📝 Update docs cf. DROP-PRE-BLANK and SUGGESTWF working like SUGGEST

unhammer · unhammer · commit 39fd20c990b8 · 2025-05-05T19:55:34.000+02:00
diff --git a/README.md b/README.md
@@ -1092,7 +1092,7 @@ Then you can first of all turn that blanktag tag into an error tag with
 
 Now, we could just suggest a wordform on the comma and call it a day:
 
-    COPY ("<, >" SUGGESTWF) TARGET ("," &no-space-after-punct-mark) ;
+    COPY ("<, >"S SUGGESTWF) TARGET ("," &no-space-after-punct-mark) ;
 
 but that will
 
@@ -1120,37 +1120,18 @@ word is a "link" word. In the above rules,
 -   The `RIGHT` relation says that this is one big error, not two
     separate ones.
 
-Then we can add a suggestion that puts a space between the forms:
-
-    COPY:no-space-after-punct ("<$1 $2>"v SUGGESTWF)
-        TARGET ("<(.*)>"r &no-space-after-punct-mark)

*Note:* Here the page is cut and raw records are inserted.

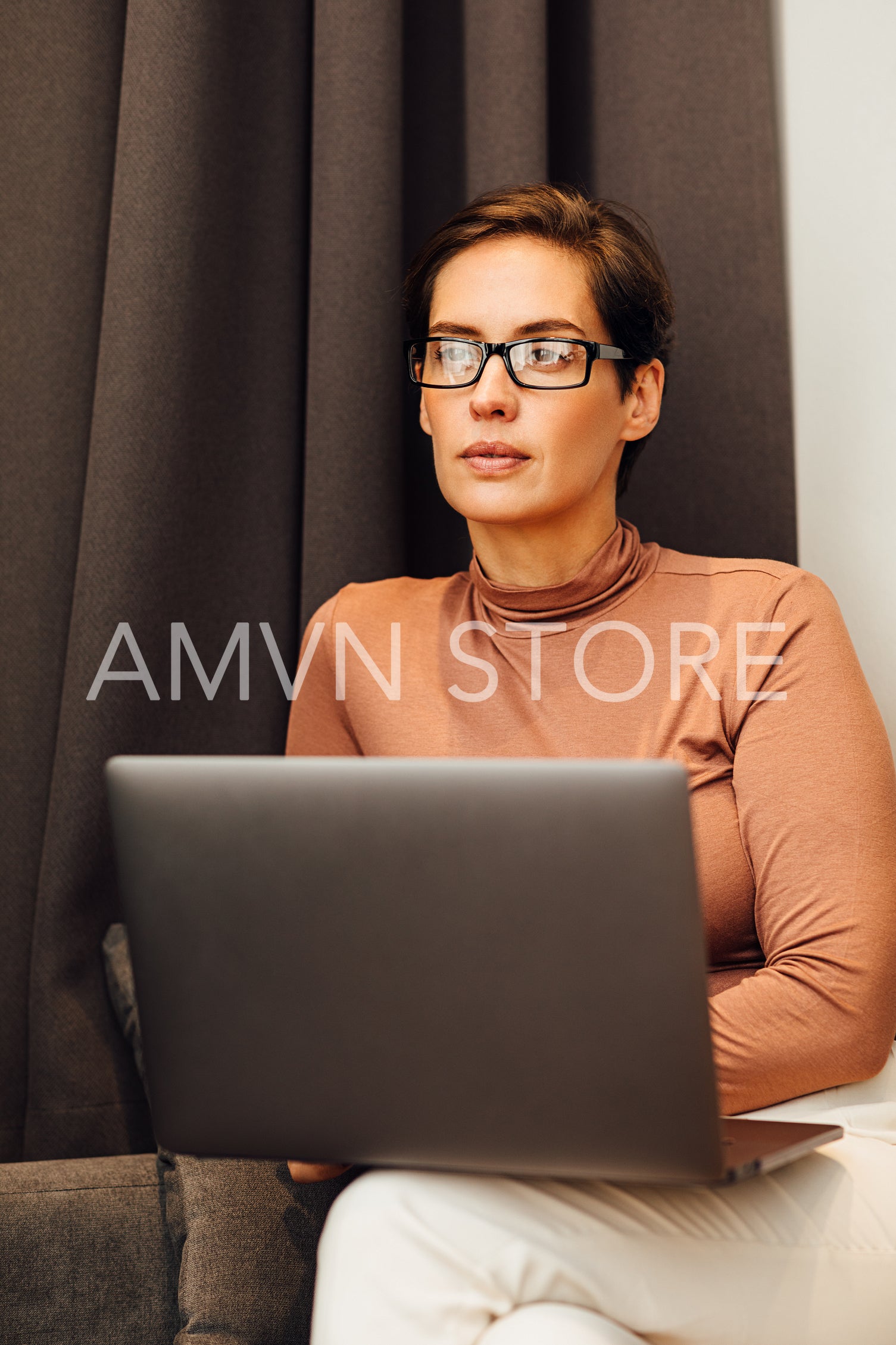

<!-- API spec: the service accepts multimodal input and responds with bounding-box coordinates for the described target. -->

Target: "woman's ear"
[620,359,666,440]
[420,393,433,438]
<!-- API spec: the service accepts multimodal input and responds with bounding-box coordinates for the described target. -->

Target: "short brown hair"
[403,182,675,495]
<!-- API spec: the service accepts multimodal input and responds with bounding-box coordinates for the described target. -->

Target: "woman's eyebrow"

-        IF (1 ("<(.*)>"r))
-           (NOT 0 (co&no-space-after-punct-mark))
-        ;
-
-This uses vislcg3's [variable strings / varstrings](http://beta.visl.sdu.dk/cg3/chunked/tags.html#variable-strings) to create the
-wordform suggestion from two regular expression strings matching the
-wordforms of the two cohorts. Note that the `$1` and `$2` refer to the
-first and second regex groups as they appear in the rule, not as they
-appear in the sentence. If the rule referred to the preceding word
-with `(-1 ("<(.*)>"r))`, you'd probably want the suggestion to be `<$2
-$1>`.
-
-We don't put a suggestion-tag on the `co&` cohort (here the word
-`<ja>`), which would lead to some strange suggestions since it is
-already part of the suggestion-tag on the comma `<,>` cohort. See
-[How underlines and replacements are built](#orgb25740d) for more
-on the relationship between `SUGGESTWF` and replacements.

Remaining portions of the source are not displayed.